Los que se encontraban a su lado contuvieron la respiración, quietos como estatuas, mientras escuchaban las protestas y lamentos de Marc maldiciendo su mala suerte. Con los ojos como platos no dejaban de mirar a su alrededor. Tenían todas las posibilidades de ser los siguientes en la lista.

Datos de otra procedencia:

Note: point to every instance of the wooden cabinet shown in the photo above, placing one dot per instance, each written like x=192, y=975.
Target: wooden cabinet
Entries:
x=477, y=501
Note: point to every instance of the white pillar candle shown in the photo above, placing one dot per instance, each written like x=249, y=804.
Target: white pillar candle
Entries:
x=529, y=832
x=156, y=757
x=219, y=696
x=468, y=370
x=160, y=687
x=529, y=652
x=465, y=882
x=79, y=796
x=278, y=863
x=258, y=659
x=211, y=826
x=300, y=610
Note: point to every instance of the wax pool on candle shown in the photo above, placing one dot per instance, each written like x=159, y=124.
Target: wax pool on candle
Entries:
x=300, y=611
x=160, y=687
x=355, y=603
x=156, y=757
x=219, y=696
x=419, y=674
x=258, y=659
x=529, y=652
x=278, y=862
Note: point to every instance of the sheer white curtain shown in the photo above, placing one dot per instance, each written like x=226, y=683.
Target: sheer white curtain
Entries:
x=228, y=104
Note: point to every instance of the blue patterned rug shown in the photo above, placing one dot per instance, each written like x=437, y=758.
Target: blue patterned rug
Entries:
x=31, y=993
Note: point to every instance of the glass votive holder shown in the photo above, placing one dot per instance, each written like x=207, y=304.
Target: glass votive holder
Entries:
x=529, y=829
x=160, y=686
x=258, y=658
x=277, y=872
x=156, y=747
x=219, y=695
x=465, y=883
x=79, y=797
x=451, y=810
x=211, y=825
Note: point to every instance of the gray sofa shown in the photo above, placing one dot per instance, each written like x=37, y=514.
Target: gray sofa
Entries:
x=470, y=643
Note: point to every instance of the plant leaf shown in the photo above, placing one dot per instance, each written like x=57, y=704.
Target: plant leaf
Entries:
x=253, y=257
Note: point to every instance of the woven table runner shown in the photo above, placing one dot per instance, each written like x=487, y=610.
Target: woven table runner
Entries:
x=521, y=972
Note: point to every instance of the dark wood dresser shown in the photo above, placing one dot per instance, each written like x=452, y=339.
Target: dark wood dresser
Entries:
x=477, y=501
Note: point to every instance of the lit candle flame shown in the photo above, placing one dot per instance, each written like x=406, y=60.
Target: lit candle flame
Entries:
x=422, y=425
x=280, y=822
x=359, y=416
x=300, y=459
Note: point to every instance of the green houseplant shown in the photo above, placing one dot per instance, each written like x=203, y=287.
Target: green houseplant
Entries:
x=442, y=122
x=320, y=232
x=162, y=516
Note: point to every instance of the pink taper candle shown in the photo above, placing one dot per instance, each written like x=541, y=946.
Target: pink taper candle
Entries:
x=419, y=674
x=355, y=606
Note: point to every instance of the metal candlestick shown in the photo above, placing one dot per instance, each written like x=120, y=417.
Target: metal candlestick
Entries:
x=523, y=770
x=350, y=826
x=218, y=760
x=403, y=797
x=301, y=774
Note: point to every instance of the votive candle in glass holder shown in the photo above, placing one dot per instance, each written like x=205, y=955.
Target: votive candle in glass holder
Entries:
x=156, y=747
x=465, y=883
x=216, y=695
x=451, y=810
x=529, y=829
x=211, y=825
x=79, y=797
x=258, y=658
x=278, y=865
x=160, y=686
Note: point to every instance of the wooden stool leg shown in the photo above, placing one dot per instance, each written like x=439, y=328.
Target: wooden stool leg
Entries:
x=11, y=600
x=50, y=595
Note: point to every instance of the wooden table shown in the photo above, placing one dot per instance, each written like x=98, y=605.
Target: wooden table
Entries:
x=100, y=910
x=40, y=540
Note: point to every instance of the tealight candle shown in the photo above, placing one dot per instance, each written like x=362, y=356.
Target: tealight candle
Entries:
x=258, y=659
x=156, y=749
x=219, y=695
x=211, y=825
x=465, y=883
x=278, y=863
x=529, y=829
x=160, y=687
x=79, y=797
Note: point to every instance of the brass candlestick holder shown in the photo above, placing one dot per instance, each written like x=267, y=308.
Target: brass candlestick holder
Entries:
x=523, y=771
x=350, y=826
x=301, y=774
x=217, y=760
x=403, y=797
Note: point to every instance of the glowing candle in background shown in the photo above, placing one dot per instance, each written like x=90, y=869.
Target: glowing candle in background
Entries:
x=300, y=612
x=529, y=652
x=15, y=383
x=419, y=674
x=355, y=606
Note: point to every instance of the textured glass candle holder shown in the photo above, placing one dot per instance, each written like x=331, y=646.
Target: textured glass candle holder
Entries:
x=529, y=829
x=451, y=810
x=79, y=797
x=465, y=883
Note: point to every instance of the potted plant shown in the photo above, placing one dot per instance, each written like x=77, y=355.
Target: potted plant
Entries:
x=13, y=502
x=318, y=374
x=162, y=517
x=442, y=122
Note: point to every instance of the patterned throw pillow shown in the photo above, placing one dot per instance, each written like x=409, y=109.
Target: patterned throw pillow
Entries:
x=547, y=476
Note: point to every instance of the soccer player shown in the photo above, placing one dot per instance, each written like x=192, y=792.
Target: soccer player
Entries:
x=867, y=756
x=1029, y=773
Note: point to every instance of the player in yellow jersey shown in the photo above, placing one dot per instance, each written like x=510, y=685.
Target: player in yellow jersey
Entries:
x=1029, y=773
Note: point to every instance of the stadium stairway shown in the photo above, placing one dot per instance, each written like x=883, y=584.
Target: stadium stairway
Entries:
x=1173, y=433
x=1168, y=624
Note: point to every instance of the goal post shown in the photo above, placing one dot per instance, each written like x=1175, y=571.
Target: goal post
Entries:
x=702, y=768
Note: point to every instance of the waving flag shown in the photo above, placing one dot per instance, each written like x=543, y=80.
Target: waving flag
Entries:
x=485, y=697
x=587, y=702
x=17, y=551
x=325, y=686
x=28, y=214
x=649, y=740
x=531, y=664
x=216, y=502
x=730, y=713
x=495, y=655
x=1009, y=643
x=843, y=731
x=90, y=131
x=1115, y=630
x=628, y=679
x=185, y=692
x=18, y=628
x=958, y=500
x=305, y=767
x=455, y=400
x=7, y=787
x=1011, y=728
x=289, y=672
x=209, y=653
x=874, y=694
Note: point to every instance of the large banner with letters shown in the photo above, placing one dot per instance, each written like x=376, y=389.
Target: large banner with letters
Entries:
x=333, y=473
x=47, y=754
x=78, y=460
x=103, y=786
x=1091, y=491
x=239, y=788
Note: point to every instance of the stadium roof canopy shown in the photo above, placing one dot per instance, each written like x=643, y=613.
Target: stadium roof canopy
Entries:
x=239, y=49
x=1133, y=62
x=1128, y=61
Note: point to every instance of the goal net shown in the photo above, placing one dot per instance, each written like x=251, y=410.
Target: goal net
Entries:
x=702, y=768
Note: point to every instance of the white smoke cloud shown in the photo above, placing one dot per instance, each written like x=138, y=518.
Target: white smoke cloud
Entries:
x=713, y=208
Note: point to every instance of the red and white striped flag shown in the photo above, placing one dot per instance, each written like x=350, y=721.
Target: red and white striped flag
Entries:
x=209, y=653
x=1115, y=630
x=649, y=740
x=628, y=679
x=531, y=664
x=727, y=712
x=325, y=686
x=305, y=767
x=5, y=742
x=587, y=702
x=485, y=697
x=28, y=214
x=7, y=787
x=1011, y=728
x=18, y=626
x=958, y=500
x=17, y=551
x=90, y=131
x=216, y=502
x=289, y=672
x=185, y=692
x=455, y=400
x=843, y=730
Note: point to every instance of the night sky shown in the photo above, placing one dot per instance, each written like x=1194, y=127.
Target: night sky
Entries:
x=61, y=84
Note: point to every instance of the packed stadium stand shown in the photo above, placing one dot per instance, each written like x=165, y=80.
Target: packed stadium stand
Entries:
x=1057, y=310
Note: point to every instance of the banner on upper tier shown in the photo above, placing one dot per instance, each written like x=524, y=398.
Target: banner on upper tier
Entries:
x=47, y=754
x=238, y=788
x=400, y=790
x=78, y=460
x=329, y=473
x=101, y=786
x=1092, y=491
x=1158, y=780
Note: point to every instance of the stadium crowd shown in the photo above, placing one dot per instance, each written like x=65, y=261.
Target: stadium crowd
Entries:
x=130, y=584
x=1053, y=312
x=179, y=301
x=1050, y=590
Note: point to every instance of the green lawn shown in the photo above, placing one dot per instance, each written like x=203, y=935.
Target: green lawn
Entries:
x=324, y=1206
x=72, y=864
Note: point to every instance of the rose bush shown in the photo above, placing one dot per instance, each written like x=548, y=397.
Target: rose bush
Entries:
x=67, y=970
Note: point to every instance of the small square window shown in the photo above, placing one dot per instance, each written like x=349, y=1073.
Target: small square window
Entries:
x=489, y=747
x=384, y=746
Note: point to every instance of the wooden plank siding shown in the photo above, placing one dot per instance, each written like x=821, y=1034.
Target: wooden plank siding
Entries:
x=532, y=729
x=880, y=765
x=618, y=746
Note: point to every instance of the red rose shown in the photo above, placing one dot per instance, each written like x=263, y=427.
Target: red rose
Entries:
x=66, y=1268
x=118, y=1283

—¡Vamos, Sara! —oyó a sus espaldas.
Ella, mientras tanto, procuraba no pensar en donde se encontraban y el riesgo que estaban corriendo. Se centró en la cerradura y, con los dedos cruzados y los ojos cerrados, se encomendó a su padre… por in consiguió su objetivo. Había logrado girarla al completo. Estaba casi segura de que era la llave correcta. Tenía que ser así, y en ello confiaba, porque no tenían otra opción de escapar. Al instante, se oyó crujir la pared donde se apoyaba, y al mismo tiempo se arrastró hacia un lado dejando poco a poco una abertura más grande que les permitía pasar al otro lado. Desconocían dónde les llevaría, pero no podía ser peor que la desesperada situación en la que ahora se encontraban.
—¡Vamos!… ¡vamos!… —se gritaban unos a otros empujándose y ayudándose entre ellos.
Sara estaba más próxima y fue la primera en pasar, seguida a empujones de Erika y Augusto Fonfría, que solo se preocupó de mantener a salvo su pellejo. En su cara había desaparecido la expresión cínica y burlona que había mantenido hasta que la cosa se había puesto crítica, para sustituirla por la pura estampa del horror. Miguel sujetó a Rosa y le ayudó a aproximarse a la abertura. La siguió Alejandra agarrada a su tía en señal de protección. Rosa, temiendo por su sobrina y ante semejantes apreturas, le cedió el paso. En el momento en que iba a atravesar el umbral notó un fuerte pinchazo a la altura de la pantorrilla. Fue como un doloroso calambre. Una punzada de dolor se relejó en su cara.
—¿Estás bien? —le preguntó Sara al verle la facciones contraídas.
—Si… —contestó Rosa mintiendo.
—¡Pepe!, date prisa. Déjalo ya —gritó Lluís preocupado por su amigo mientras intentaba frenar las víboras más próximas amenazándolas con las llamas, al tiempo que ayudaba a traspasar a Humberto Fernández.
Pepe se giró y se dispuso a desalojar ese infierno, mientras, con la ayuda de su amigo, echaron una mano a Marc que se debatía en un tormentoso sufrimiento. Apenas sin poder andar y entorpeciendo el avance de los dos amigos se quedó algo rezagado cayendo de rodillas. Una serpiente Hocicuda de la superficie más aventajada se abalanzó sobre el cuello del herido haciéndole una brutal y segunda mordedura. Pepe le acercó la llama de la antorcha y ésta cayó al suelo socarrada después de haber depositado su mortal veneno. Instantes después, consiguieron pasar los tres al otro lado.